Nach Bekanntwerden des ersten Falles eines österreichischen IS-Kämpfers, den kurdische Einheiten in Syrien gefasst haben, hat der Terrorismusexperte Nicolas Stockhammer mit Blick auf einen möglichen größeren Zustrom an sogenannten "Foreign Fighters" Kritik an den bestehenden Strukturen zur Überwachung von potenziellen Gefährdern geübt. In Österreich gebe es für eine 24/7-"Rundum-Überwachung" derzeit zu wenig gut ausgebildete Personalressourcen, so Stockhammer am Dienstag im Gespräch mit der Austria Presse Agentur.

 

Die derzeitigen Kapazitäten, auch technischen Ressourcen, seien quantitativ nicht ausreichend, um nach internationalen Standards eine Rundum-Überwachung gewährleisten zu können. Dennoch sei man vonseiten des Bundesamts für Verfassungsschutz (BVT) qualitativ nach wie vor uneingeschränkt in der Lage, sich den dringenden Aufgaben der Terrorismusbekämpfung zu stellen.
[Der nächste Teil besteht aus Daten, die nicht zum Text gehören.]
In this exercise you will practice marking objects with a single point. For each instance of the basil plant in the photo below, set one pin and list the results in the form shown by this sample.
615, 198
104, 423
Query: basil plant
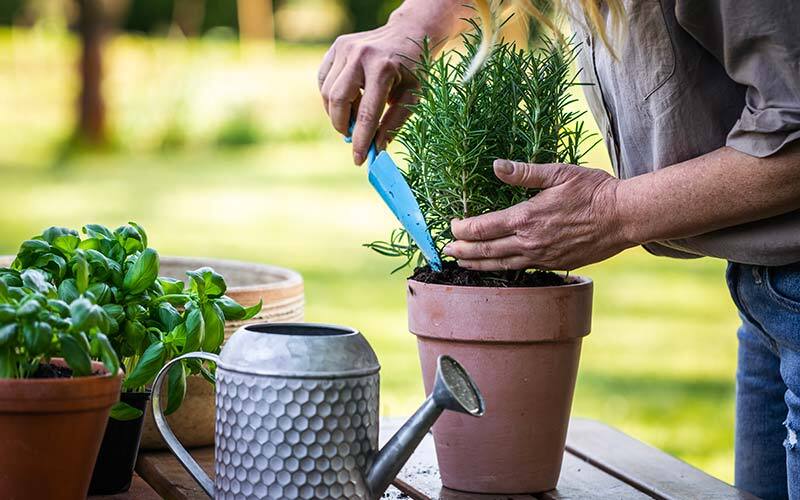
150, 319
35, 325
Verfahren mangels Beweisen eingestellt

Von Behördenversagen, wie etwa von Liste-Jetzt-Gründer Peter Pilz geäußert, will Stockhammer in der aktuellen Causa per se nicht sprechen. Natürlich müsse aber gewissenhaft geprüft werden, ob es "punktuell Fehler" gegeben hat, so der Experte der Universität Wien. Der 27-jährige Wiener, der sich derzeit in kurdischer Haft befindet, hielt sich während seiner Reisen nach Syrien zwischenzeitlich auch in Wien auf, offenbar zur Behandlung einer Schussverletzung. Damals wurde laut Staatsanwaltschaft Wien auch gegen ihn ermittelt, das Verfahren musste aber mangels Beweisen eingestellt werden.
Grundsätzlich sei es natürlich schwierig, Verdächtigen den "Grad der Involvierung" in Verbrechen in Syrien oder dem Irak nachzuweisen, räumte Stockhammer ein. Allerdings: "Wenn jemand eine Schussverletzung hat und aus dieser Region zurückkehrt, muss man eins und eins zusammenzählen." Offenbar konnte der Verdächtige aber glaubhaft darstellen, dass seine Verletzung nicht im Zusammenhang mit kriegerischen Handlungen stehe, so Stockhammer, der am Institut für Rechtsphilosophie lehrt.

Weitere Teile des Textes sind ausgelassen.